At the Bottom of the Evening
How easy it was, at sixteen,
For the earth to tilt on its axis –
A slanted glance, a mean word
Overheard, an arm withheld.
Then the bottom of the evening
Would fall out, and if I could have,
I would have sold my mother’s love
For sex, drink, and sham affection
To keep a moon in orbit around me.
The stars all looked away.
Even I looked away from myself.
Shame was the best bedfellow,
Shame nuzzled its face into
The soft spot between my shoulder
And chin. Now I listen to my daughter
Cry in the shower as she rises
To her own exaltation of hurt.
I did and still do wonder at the wisdom
Of the gift inside this – that we are
Made to feel and keep on breathing.
Lady Godiva Decides to Stay In Bed
We’ve all been spat on the earth,
Coughed up to clear the throat
Of an enormous machine I cannot fathom.
I’d work at it, learn which levers to pull,
Get grimy and greasy, read a manual –
If I’d get paid for my time.
But the company is broke, declared
Bankruptcy years ago, and no one
Is home at the union. There’s nowhere
To turn my Green Stamps in these days:
It was a quaint idea, anyway – as if
An umbrella might shelter me from hurt,
Or a camera, help me see the world’s colors
Right. Saving speaks of fathers long dead,
Miscellaneous drawers cluttered with
Wooden clothespins and extra keys
No one can remember what for anymore,
Pieces of string too short to bind anything.

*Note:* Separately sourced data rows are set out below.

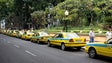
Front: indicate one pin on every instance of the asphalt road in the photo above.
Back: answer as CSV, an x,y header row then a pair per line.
x,y
14,50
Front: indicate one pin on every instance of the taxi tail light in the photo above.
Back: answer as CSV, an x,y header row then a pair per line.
x,y
84,40
71,40
28,35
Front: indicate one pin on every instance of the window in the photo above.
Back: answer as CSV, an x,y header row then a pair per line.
x,y
110,41
59,36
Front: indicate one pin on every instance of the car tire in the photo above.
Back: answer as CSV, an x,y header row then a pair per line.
x,y
92,53
63,47
78,48
38,41
48,44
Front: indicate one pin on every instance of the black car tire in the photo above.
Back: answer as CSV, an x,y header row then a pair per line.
x,y
63,47
38,41
48,44
92,53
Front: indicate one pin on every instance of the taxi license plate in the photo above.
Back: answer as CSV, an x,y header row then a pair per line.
x,y
78,40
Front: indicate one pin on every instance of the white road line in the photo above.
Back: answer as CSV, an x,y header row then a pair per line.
x,y
30,53
17,46
8,42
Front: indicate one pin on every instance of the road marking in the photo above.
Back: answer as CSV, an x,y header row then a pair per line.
x,y
17,46
30,53
8,42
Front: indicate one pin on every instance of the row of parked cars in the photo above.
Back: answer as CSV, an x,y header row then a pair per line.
x,y
64,40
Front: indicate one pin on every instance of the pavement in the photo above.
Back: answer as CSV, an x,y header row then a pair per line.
x,y
14,50
97,39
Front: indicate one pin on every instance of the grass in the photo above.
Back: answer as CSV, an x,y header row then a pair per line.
x,y
79,30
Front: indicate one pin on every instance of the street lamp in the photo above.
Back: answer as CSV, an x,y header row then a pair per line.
x,y
66,14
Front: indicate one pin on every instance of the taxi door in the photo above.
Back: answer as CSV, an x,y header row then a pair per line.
x,y
109,48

Now we pay our bills with cash –
That many checks have buoyed and bounced.
The children yearn with open mouths.
Riding horses won’t change the tax levied
On a woman’s skin, the way the body
Is eaten by life when one chooses the usual.
Prayer
I
These past few nights, mice make mice trails
Through the house, scattering cardboard and crumbs.
They must have multiplied, like love
In early marriage – Where there is one…
Winter’s nearly over, but I pull the spring back,
Set scented bait – fake, a yellow plastic cheese.
I place the traps in dark corners: Prayer vessels
My children cannot reach, mouse hovels
Even the God of Mice could smell.
II
Gargoyle, gar-girl, woman-face set in stone.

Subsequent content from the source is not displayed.